Centurion, 1866–1900

Full Name Thomas Buchanan Winthrop

Born 16 November 1841 in New York (Manhattan), New York

Died 25 December 1900 in New York (Manhattan), New York

Buried Saint John’s and Saint Andrew’, Stamford, Connecticut

Proposed by Daniel Huntington and Theodore Weston

Elected 3 November 1866 at age twenty-four

Archivist’s Note: Son of Henry R. Winthrop

Proposer of:

Century Memorial

Buchanan Winthrop was a worthy representative of a distinguished family long identified with the City of New York.

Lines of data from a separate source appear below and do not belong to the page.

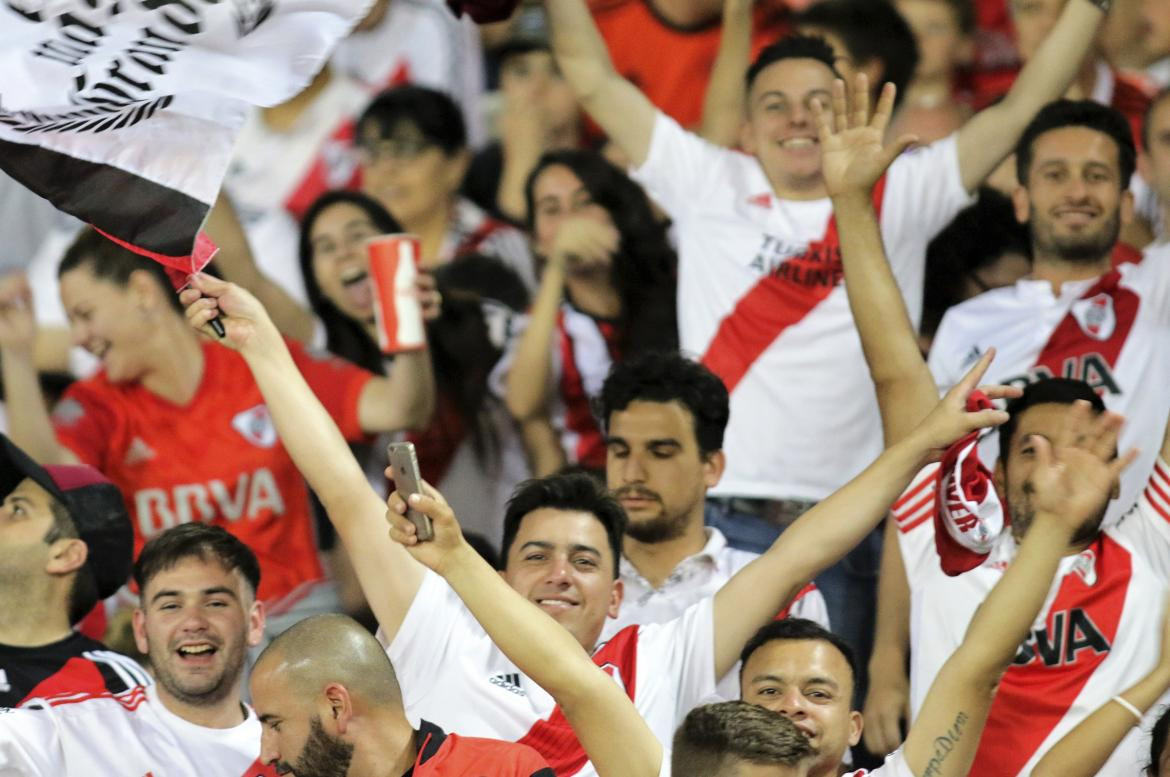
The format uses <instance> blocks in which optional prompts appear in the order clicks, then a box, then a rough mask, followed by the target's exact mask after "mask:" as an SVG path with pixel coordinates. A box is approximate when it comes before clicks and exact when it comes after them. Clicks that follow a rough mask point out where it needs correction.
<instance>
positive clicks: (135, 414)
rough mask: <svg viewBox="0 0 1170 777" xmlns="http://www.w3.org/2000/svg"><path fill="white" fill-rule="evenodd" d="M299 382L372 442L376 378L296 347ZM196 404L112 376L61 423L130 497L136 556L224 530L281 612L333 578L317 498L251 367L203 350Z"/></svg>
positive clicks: (234, 353)
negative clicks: (297, 467) (320, 529)
mask: <svg viewBox="0 0 1170 777" xmlns="http://www.w3.org/2000/svg"><path fill="white" fill-rule="evenodd" d="M288 346H289V350H290V351H291V353H292V358H294V360H295V362H296V364H297V367H300V370H301V373H302V374H303V376H304V377H305V380H307V381H308V383H309V385H310V386H311V387H312V390H314V392H315V393H316V394H317V397H318V398H319V399H321V401H322V404H323V405H324V406H325V408H326V410H328V411H329V413H330V415H332V417H333V419H335V420H336V421H337V425H338V427H339V428H340V431H342V434H344V435H345V436H346V439H349V440H360V439H363V433H362V428H360V424H359V421H358V400H359V397H360V394H362V390H363V388H365V384H366V381H367V380H369V379H370V378H371V374H370V373H369V372H366V371H365V370H362V369H360V367H357V366H353V365H352V364H350V363H347V362H343V360H342V359H337V358H335V357H330V356H322V355H316V353H310V352H309V351H307V350H305V349H304V348H303V346H302V345H300V344H297V343H295V342H291V341H289V342H288ZM202 353H204V374H202V378H201V381H200V384H199V390H198V391H197V392H195V396H194V398H192V400H191V401H190V403H188V404H187V405H185V406H178V405H174V404H172V403H170V401H167V400H165V399H163V398H161V397H159V396H157V394H154V393H151V392H150V391H149V390H147V388H145V387H144V386H143V385H142V384H138V383H124V384H115V383H111V381H110V380H109V379H108V378H106V376H105V373H104V372H99V373H98V374H96V376H94V377H92V378H89V379H87V380H82V381H78V383H75V384H73V385H71V386H70V387H69V388H68V391H67V392H66V394H64V397H63V398H62V400H61V401H60V403H59V404H57V406H56V408H55V410H54V412H53V422H54V429H55V432H56V434H57V439H59V440H60V441H61V443H62V445H64V446H66V447H67V448H69V449H70V451H73V452H74V453H75V454H76V455H77V456H78V458H80V459H81V460H82V461H83V462H84V463H87V465H89V466H91V467H94V468H95V469H97V470H98V472H101V473H103V474H104V475H105V476H106V477H109V479H110V480H111V481H113V482H115V483H116V484H117V486H118V488H119V489H121V490H122V495H123V496H124V497H125V500H126V507H128V508H129V509H130V514H131V517H132V520H133V525H135V553H136V556H137V553H138V551H139V550H142V546H143V544H144V543H145V542H146V541H147V539H150V538H151V537H153V536H156V535H158V534H161V532H163V531H165V530H166V529H170V528H171V527H174V525H178V524H180V523H190V522H192V521H201V522H204V523H213V524H218V525H221V527H223V528H225V529H227V530H228V531H230V532H232V534H234V535H235V536H236V537H239V538H240V539H241V541H243V543H245V544H246V545H248V548H250V549H252V550H253V552H255V553H256V558H257V559H259V561H260V569H261V579H260V591H259V596H260V598H261V599H263V600H264V601H266V603H268V604H269V606H270V608H271V610H276V611H282V610H284V608H287V607H290V606H292V604H295V600H296V599H298V598H301V597H302V596H304V594H305V593H308V592H309V591H310V590H311V587H312V586H314V585H315V584H317V583H319V582H321V580H322V579H323V578H324V571H323V569H322V565H321V559H319V558H318V555H317V548H316V538H315V536H314V524H312V515H311V513H310V508H309V490H308V487H307V486H305V483H304V479H303V477H302V476H301V473H300V472H298V470H297V468H296V466H295V465H294V463H292V459H291V458H290V456H289V454H288V452H287V451H285V449H284V446H283V445H282V443H281V441H280V438H278V436H277V434H276V426H275V425H274V424H273V419H271V415H270V414H269V412H268V407H267V406H266V405H264V398H263V396H262V394H261V393H260V387H259V386H257V385H256V381H255V379H254V378H253V377H252V372H250V371H249V370H248V365H247V363H246V362H245V360H243V358H242V357H241V356H240V355H239V353H236V352H235V351H232V350H229V349H227V348H223V346H221V345H218V344H214V343H204V345H202Z"/></svg>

He was the only son of Henry R. Winthrop, also a member of The Century, and a direct descendant of John S. Winthrop, Colonial governor of Connecticut. His mother, whose maiden name was Hicks, was a daughter of a former mayor of New York, and a descendant of the Buchanans who owned a large tract of land in the city from which the wealth of the Goelets, the Gerrys and that of his own family was acquired. He graduated at Yale in the class of 1862 with high honors, and from the Columbia College Law School in 1864. His ample fortune made it unnecessary for him to engage in the active practice of his profession, and such time as he gave to business was employed in the care of his own property and that of his relatives. He held many positions of trust and responsibility, which came to him unsought. He was a member of the Corporation of Yale University, where he rendered most intelligent, faithful and valuable services, a Director of the New York Life Insurance and Trust Co., Clerk of the vestry of Grace Church, and also of the General Convention of the Protestant Episcopal Church in America, and served at various times in Boards of Government in many clubs and charitable organizations. He was one of the founders of the University Club, of New York, in the early sixties, and, when it was dissolved, was one of the few who preserved its charter by regular meetings in the form of a dining club, and this charter is now the foundation of the present University Club. He was a man of great intellectual power, of broad culture, refined tastes, of scholarly habit, a constant student and reader, with a memory that retained all he had read. His keen sense of humor, lively disposition, abounding geniality, high character and unswerving loyalty drew to him a host of friends who saw in him a man who stood for all that was pure and of good report, and who deserved in the highest degree the love and esteem in which he was held.